Estudos recentes na procura de civilizações extraterrestres estão a lançar luz sobre conexões inesperadas entre os níveis de oxigénio, dióxido de carbono e o potencial de vida fora da Terra

15 Jan 2024 - 11h09 | Atualizado em 15 Jan 2024 - 11h09
Cientistas estão em busca de tecnoassinaturas no espaço profundo Lorena Bueri

Recentemente a NASA financiou e divulgou a publicação de um artigo na Nature Astronomy onde argumenta que a presença de oxigênio na atmosfera de um planeta poderia servir como um indicador crucial na busca por civilizações extraterrestres. Devido à sua ligação ao fogo, a atmosfera rica em oxigénio da Terra desempenhou um papel significativo na criação de civilizações sofisticadas, embora suporte vida aeróbica complexa.

O estudo sugere que dar prioridade à procura de níveis elevados de oxigênio em exoplanetas poderia revelar potenciais "assinaturas tecnológicas" – provas científicas de tecnologia passada ou presente que sugerem a existência de civilizações avançadas em sistemas estelares distantes.
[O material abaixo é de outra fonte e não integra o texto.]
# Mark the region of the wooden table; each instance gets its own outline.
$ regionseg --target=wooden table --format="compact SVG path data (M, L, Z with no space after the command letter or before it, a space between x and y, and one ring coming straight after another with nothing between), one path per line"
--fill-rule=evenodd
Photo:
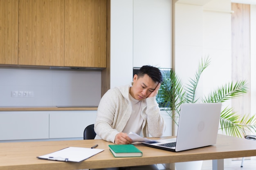
M97 148L105 150L79 163L36 157L69 146L90 148L96 144L99 145ZM0 170L79 170L204 160L213 160L213 170L223 170L224 159L256 156L256 141L221 135L218 135L216 145L178 152L137 144L135 146L143 153L140 157L115 158L108 146L112 144L102 140L1 143Z

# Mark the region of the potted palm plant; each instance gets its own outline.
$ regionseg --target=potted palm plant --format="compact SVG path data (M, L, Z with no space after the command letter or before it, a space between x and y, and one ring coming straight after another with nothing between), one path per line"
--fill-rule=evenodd
M178 126L181 106L183 103L224 102L247 93L248 84L246 81L240 81L227 83L217 88L207 96L197 98L197 88L200 78L210 63L209 57L204 60L202 59L199 62L194 77L190 78L189 84L186 85L183 84L173 71L164 71L162 73L164 82L161 84L157 100L159 107L170 115L177 126ZM234 137L242 137L248 131L256 132L255 115L242 116L234 112L232 108L228 107L224 108L221 111L220 125L222 132Z

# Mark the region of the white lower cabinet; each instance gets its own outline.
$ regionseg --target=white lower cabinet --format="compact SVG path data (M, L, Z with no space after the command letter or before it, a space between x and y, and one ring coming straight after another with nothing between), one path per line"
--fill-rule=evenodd
M52 112L49 138L83 137L84 129L95 123L97 115L96 110Z
M97 110L0 112L0 142L83 138Z
M0 112L0 140L49 138L49 114L45 112Z

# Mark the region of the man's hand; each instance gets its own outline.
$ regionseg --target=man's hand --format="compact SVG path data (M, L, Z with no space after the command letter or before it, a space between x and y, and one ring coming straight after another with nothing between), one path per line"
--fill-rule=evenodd
M126 133L121 132L116 136L115 139L115 144L130 144L132 141Z
M157 86L157 87L155 88L155 89L149 95L148 97L155 97L157 96L157 93L158 93L158 90L159 88L160 88L160 86L161 86L161 83L159 83Z

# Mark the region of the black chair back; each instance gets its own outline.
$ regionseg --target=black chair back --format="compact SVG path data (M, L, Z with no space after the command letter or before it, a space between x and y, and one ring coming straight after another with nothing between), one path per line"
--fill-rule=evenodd
M83 139L94 139L96 133L94 131L94 124L88 125L83 131Z

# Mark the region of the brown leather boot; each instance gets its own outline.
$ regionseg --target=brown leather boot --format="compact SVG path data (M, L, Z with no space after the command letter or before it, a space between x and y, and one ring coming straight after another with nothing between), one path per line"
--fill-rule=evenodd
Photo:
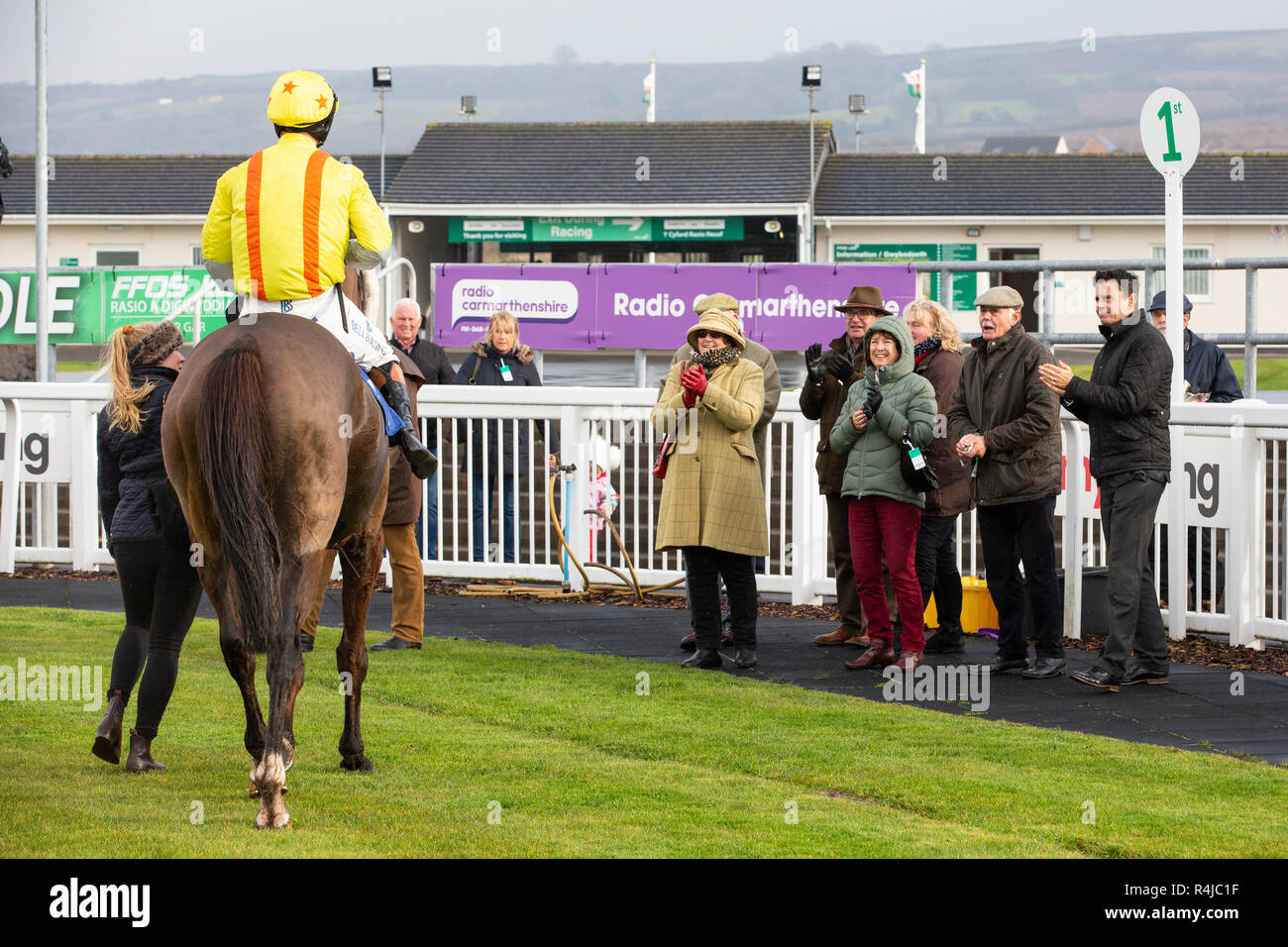
M859 655L854 661L846 661L845 666L855 671L860 671L864 667L885 667L886 665L894 664L895 657L896 655L894 653L894 648L890 647L890 642L873 638L868 649Z
M94 734L91 752L111 764L121 761L121 722L125 719L125 696L120 691L108 692L107 713Z
M152 759L152 741L140 737L133 727L130 727L130 755L125 759L125 769L130 773L147 773L152 769L160 773L165 769L165 764Z

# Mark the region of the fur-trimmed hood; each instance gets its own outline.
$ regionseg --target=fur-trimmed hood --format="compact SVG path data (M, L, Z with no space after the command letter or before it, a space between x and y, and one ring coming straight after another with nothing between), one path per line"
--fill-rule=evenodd
M479 339L477 343L474 343L473 345L470 345L470 350L474 354L477 354L479 358L501 358L502 357L501 353L496 350L496 347L492 343L483 341L482 339ZM527 345L516 345L515 348L510 349L505 354L505 357L506 358L513 358L519 365L528 365L529 362L532 362L532 359L533 359L535 356L533 356L532 349L528 348Z

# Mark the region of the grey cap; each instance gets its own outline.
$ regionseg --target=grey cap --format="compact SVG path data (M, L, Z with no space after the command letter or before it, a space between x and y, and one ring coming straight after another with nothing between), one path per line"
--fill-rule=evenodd
M985 290L975 300L975 305L987 307L989 309L1023 309L1024 296L1010 286L994 286L990 290Z

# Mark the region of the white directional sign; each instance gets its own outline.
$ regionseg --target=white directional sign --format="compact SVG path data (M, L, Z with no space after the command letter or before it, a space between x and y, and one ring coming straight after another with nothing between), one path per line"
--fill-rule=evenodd
M1151 91L1140 110L1140 143L1159 174L1184 177L1199 153L1199 113L1189 95L1171 86Z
Com mais de 5.200 exoplanetas identificados e o Telescópio Espacial James Webb estudando ativamente suas atmosferas, a busca por essas assinaturas tecnológicas abre um novo caminho na procura por vida alienígena.

Oxigênio, fogo e tecnologia extraterrestre

As assinaturas tecnológicas abrangem uma ampla gama de indicadores potenciais, incluindo sinais de rádio, luz artificial, painéis solares, enxames de satélites, megaestruturas e até poluição industrial na atmosfera de um planeta. A pesquisa argumenta que a detecção de tais tecnoassinaturas pode ser mais viável do que a evidência direta de vida microbiana nas atmosferas de exoplanetas, conhecidas como bioassinaturas.

O Telescópio James Webb está em busca de tecnoassinaturas pelo espaço. (Reprodução/NASA)


Dióxido de carbono como sinal de água líquida e possível vida extraterrestre

Paralelamente, um segundo estudo propõe uma ligação intrigante entre os níveis de dióxido de carbono e o potencial da água líquida – um ingrediente chave para a vida tal como a conhecemos. Planetas com um mínimo de dióxido de carbono nas suas atmosferas podem ser um indicativo da presença de água líquida nas suas superfícies, aumentando a tentadora possibilidade de vida extraterrestre.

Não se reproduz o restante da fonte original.